Inoltre la poesia di Stefani appare, anche e soprattutto nell’ultima raccolta I treni di De Chirico, come vero e proprio “esame di coscienza” rispetto al suo operare pittorico. E non è un caso se egli raggiunge risultati particolarmente felici e significativi, anche di tessuto poetico, in questa raccolta, là dove mette in scena dialoghi tra massime figure della storia letteraria da Baudelaire a Mallarmé, e della pittura (Manet) o compone acute meditazioni su taluni grandi artisti come Bosch, Caravaggio e De Chirico.
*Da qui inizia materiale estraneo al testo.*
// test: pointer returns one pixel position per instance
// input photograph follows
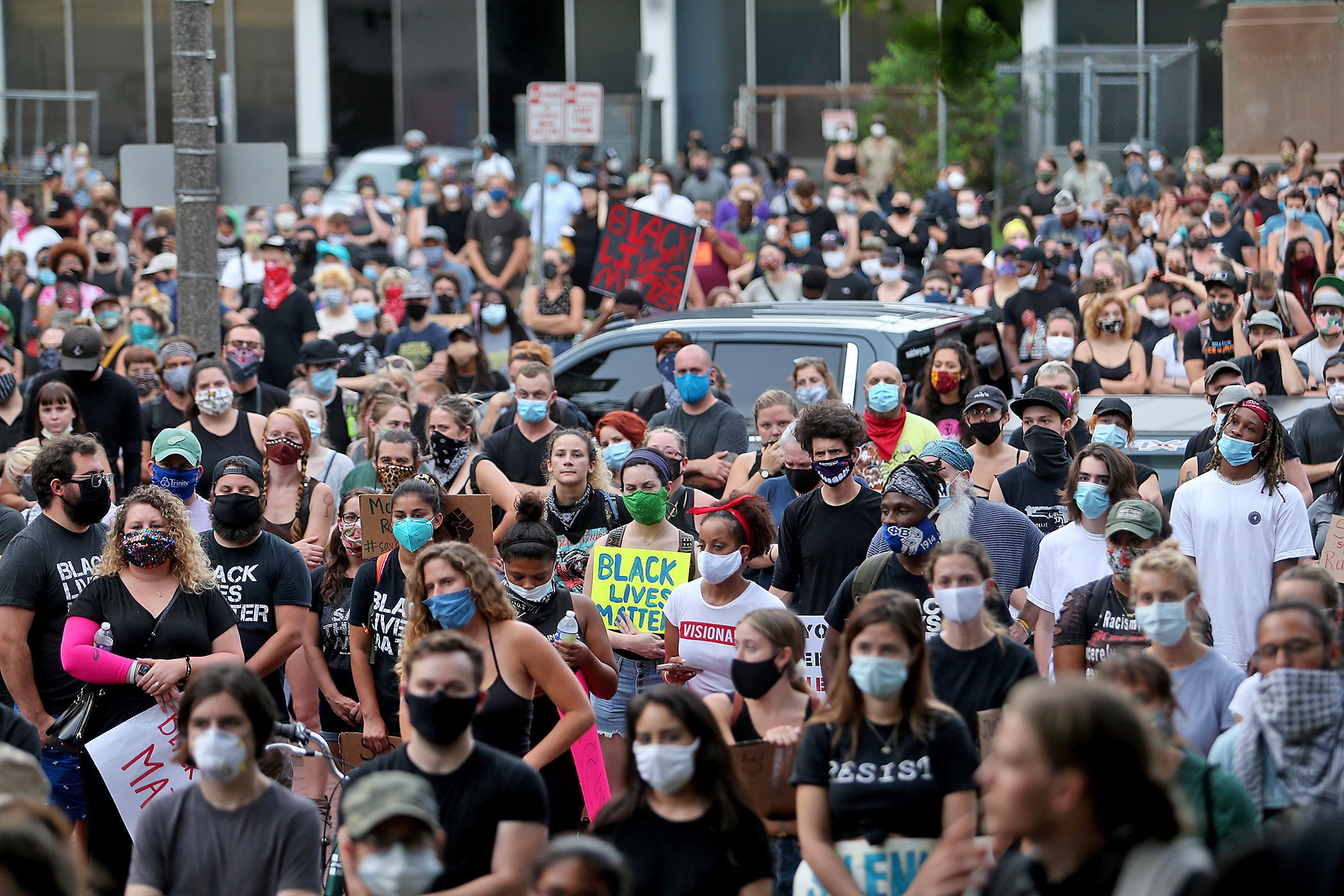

In questi dialoghi e meditazioni di approfondimento psicologico intellettivo, e anche di accostamento riverente e insieme cordiale verso questi protagonisti della cultura letteraria e pittorica, viene a consumarsi quel tanto di non esplicitato che resta inevitabilmente in qualunque lavoro pittorico nel momento in cui si verifica sulla tela o sulla tavola. Pertanto tali poesie e altre di Stefani (come “L’amato lavoro”) creano una acuta luminosità, una specie di riflesso e di alone che si intonano assai bene quali chiavi di lettura per comprendere ed approfondire i motivi ideologici e stilistici della sua pittura. E questa, come la poesia, conserva anche nelle opere più recenti (gli “omaggi” a Giorgione, a Ingres, a Canova, a Sironi, a Braque, a Picasso, i “Mass media sul Montello”)il suo caratteristico equilibrio per così dire instabile. Si tratta cioè di un equilibrio fortemente dinamizzato, concreto e insieme precario, ricco di una spinta che porta verso una serie praticamente interminabile di caleidoscopiche ricombinazioni di strutture cromatiche e psicologiche primarie, in un organico ricomporsi di “tessere cellulari”, terre arate, zone erbose, vallette, doline, cespugli, gruppi di alberi e di case. Tutti questi elementi si esprimono in una loro forza libera ed attiva, che ne sostanzia la misteriosa presenza nel mondo imprevedibile (riottoso e sfuggente appunto) del Montello.